While the fears of all of the people whose livelihoods depend to a greater or lesser extent on the continuation of prohibition are understandable, these fears should not blind us to the huge costs of prohibition to dependent users and to other members of the community.

Not all of the groups that have an influence on the drug trade act to support prohibition. While the US Drug Enforcement Agency and other agencies concerned with the drug trade have pursued prohibition through the war against drugs, other parts of the US Government have aided and abetted the drug trade. McCoy claims that the drug business in Southeast Asia was intimately linked with the cold war crusade of the United States. In Laos, he alleges that the CIA supplied money and guns to Meo guerillas to counter communist wars of national liberation, thus supporting their production of opium. Similarly in Burma the CIA-financed remnants of the nationalist Chinese army facilitated and took part in the trade in opiates.

5. Recognition of the possible adverse effects on young people

The strongest argument against the trial is that, compared with unqualified prohibition, it may be seen as sending out a message to young people that the use of heroin is more socially acceptable, or less socially unacceptable. Prohibition gives a number of messages. By making use of the drug illegal it shows the strength of society’s disapproval. But it also makes it even more attractive to some potential users who see its use as a way of rebelling against authority. This is scarcely a new phenomenon: Genesis records that Adam and Eve were unable to resist eating the one forbidden fruit.

One of the disadvantages of prohibition is that it demonises the drug. It gives the impression that a single shot will turn the user into an instant addict.
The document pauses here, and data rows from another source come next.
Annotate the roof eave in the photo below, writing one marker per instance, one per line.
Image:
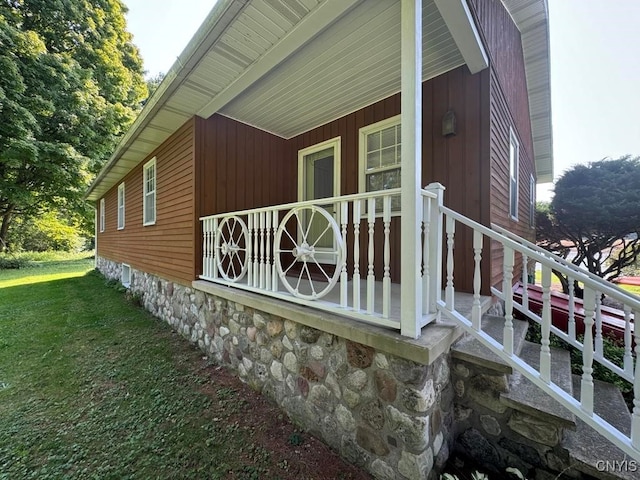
(222, 14)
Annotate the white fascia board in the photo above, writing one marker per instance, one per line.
(222, 14)
(303, 32)
(458, 18)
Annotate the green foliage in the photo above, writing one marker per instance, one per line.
(104, 390)
(21, 260)
(612, 350)
(596, 212)
(71, 85)
(50, 231)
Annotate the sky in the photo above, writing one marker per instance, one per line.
(595, 70)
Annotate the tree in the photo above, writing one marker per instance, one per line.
(596, 213)
(71, 85)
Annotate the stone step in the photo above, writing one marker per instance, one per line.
(526, 397)
(471, 350)
(589, 451)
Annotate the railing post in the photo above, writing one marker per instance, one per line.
(411, 171)
(586, 388)
(435, 247)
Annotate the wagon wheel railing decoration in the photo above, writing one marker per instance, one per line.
(232, 239)
(306, 253)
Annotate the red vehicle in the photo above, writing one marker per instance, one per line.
(613, 320)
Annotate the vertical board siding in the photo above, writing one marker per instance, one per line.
(166, 248)
(501, 121)
(498, 29)
(243, 167)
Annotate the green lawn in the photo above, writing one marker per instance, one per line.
(92, 386)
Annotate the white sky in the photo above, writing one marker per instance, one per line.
(595, 69)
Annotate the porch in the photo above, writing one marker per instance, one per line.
(326, 257)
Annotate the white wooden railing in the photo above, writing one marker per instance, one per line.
(313, 253)
(591, 345)
(322, 253)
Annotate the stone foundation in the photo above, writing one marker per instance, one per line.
(387, 414)
(497, 436)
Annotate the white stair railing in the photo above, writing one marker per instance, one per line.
(586, 318)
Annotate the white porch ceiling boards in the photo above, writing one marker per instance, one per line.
(353, 63)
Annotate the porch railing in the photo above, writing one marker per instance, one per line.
(591, 343)
(332, 253)
(335, 254)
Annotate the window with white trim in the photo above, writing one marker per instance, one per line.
(102, 215)
(514, 160)
(532, 201)
(121, 206)
(380, 157)
(149, 193)
(125, 275)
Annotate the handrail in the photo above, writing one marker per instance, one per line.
(308, 203)
(577, 270)
(600, 285)
(591, 346)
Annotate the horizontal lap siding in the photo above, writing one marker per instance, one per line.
(166, 248)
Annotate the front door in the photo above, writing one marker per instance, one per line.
(318, 178)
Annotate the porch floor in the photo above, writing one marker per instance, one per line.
(463, 301)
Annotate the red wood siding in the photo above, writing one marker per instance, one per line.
(242, 167)
(504, 45)
(501, 121)
(166, 248)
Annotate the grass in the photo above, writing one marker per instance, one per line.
(92, 386)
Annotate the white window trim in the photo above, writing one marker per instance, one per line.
(125, 275)
(333, 142)
(362, 150)
(121, 206)
(514, 171)
(102, 215)
(532, 201)
(145, 194)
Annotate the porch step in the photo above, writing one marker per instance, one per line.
(525, 396)
(471, 350)
(589, 451)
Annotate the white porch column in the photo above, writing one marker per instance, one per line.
(411, 167)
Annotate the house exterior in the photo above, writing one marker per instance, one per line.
(274, 106)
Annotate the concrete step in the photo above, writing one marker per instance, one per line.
(589, 451)
(471, 350)
(525, 396)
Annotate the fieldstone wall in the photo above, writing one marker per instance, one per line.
(388, 415)
(497, 436)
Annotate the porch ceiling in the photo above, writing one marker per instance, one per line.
(284, 66)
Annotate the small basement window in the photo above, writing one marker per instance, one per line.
(125, 277)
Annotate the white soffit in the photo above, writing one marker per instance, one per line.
(532, 19)
(285, 66)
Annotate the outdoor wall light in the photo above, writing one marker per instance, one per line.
(449, 124)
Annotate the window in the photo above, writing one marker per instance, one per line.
(532, 202)
(380, 152)
(125, 276)
(121, 206)
(102, 219)
(514, 159)
(149, 192)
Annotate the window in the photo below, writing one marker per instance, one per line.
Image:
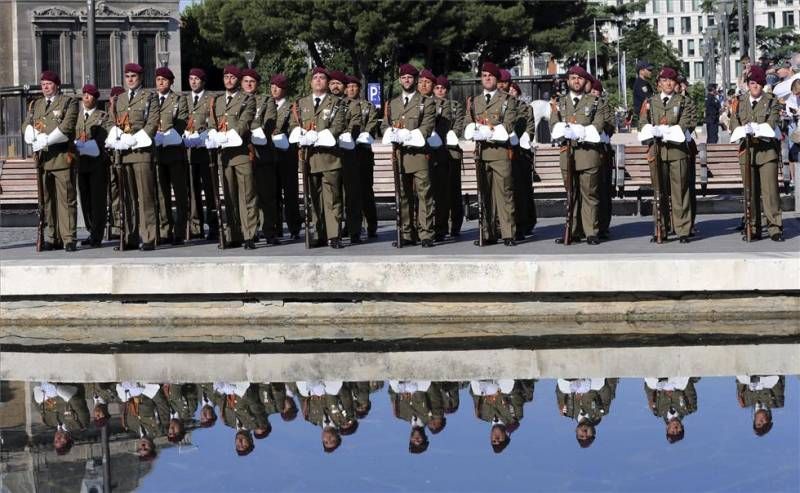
(102, 62)
(698, 70)
(51, 52)
(686, 25)
(147, 58)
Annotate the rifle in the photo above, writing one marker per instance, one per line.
(122, 179)
(37, 158)
(302, 158)
(387, 115)
(479, 172)
(216, 172)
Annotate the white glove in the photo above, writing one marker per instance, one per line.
(129, 140)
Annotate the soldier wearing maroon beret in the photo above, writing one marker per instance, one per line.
(369, 128)
(449, 206)
(172, 172)
(50, 129)
(201, 188)
(137, 117)
(668, 110)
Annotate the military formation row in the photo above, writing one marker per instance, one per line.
(163, 145)
(152, 410)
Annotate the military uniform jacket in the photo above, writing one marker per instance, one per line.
(272, 396)
(595, 404)
(678, 111)
(504, 407)
(140, 114)
(767, 111)
(330, 115)
(73, 414)
(772, 398)
(590, 110)
(93, 128)
(419, 113)
(234, 115)
(684, 401)
(502, 109)
(339, 408)
(182, 399)
(173, 113)
(423, 405)
(62, 114)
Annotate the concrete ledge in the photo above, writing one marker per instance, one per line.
(354, 275)
(769, 359)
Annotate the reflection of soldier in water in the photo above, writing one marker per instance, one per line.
(329, 405)
(587, 401)
(63, 407)
(499, 402)
(144, 412)
(672, 398)
(419, 402)
(762, 394)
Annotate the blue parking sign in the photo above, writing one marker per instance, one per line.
(374, 93)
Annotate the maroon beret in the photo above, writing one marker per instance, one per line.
(233, 70)
(338, 75)
(426, 73)
(579, 71)
(91, 89)
(165, 73)
(668, 73)
(251, 72)
(279, 80)
(408, 69)
(51, 76)
(757, 75)
(133, 67)
(491, 68)
(198, 72)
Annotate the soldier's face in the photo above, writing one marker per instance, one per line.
(498, 435)
(755, 89)
(230, 82)
(336, 87)
(576, 83)
(319, 83)
(425, 86)
(88, 101)
(249, 84)
(407, 82)
(196, 83)
(48, 88)
(163, 84)
(352, 91)
(132, 80)
(488, 81)
(276, 92)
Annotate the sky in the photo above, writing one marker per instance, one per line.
(719, 453)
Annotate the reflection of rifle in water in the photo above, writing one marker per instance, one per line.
(302, 158)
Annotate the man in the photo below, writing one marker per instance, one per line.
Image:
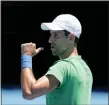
(69, 80)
But it does not, any more than one cigarette makes the smoker addicted to nicotine or a single glass of alcohol makes the drinker an alcoholic. Young people and others need accurate information about all drugs of addiction. The dangers inherent in using them need to be emphasised, but it is likely that there will be less dependency if it is clear that all people need to take responsibility for their own behaviour in this as well as other ways.


It is our firm view that considering the proposed trial from a Christian perspective leads us to support it. At the most pragmatic level this is because prohibition has failed and has produced many, indeed most of the problems that arise from the use of heroin. We do not accept that the only legitimate aim of heroin programs is rehabilitation. As Christians we believe we have a responsibility also to those who, for whatever reason, continue to take the drug. At least we can lessen the dangers to them of death and disease from taking heroin, as we do now to a limited extent through the needle exchange program.

We do not see a controlled maintenance program as an alternative to programs that aim to reduce the use of heroin through education and rehabilitation. Some would see them as competing in that the availability of controlled maintenance provision will lessen the incentives of dependent users to quit. In our view it is at least as likely that they will complement one another. Dependent users on a maintenance program who are not forced into crime to support their addiction and who can hold down jobs may be better able to make rational decisions about whether or not to continue to use the drug.

Jesus loved sinners and their encounter with him challenged them to reassess their lives. But his love was not conditional on them mending their ways. His followers too should stand beside those in need, even when their need appears to be a result of their own decisions. Christians have been diligent in their care for prisoners for centuries. We should support a trial that might result in changes that would allow many of them to stay out of jail and to stay alive.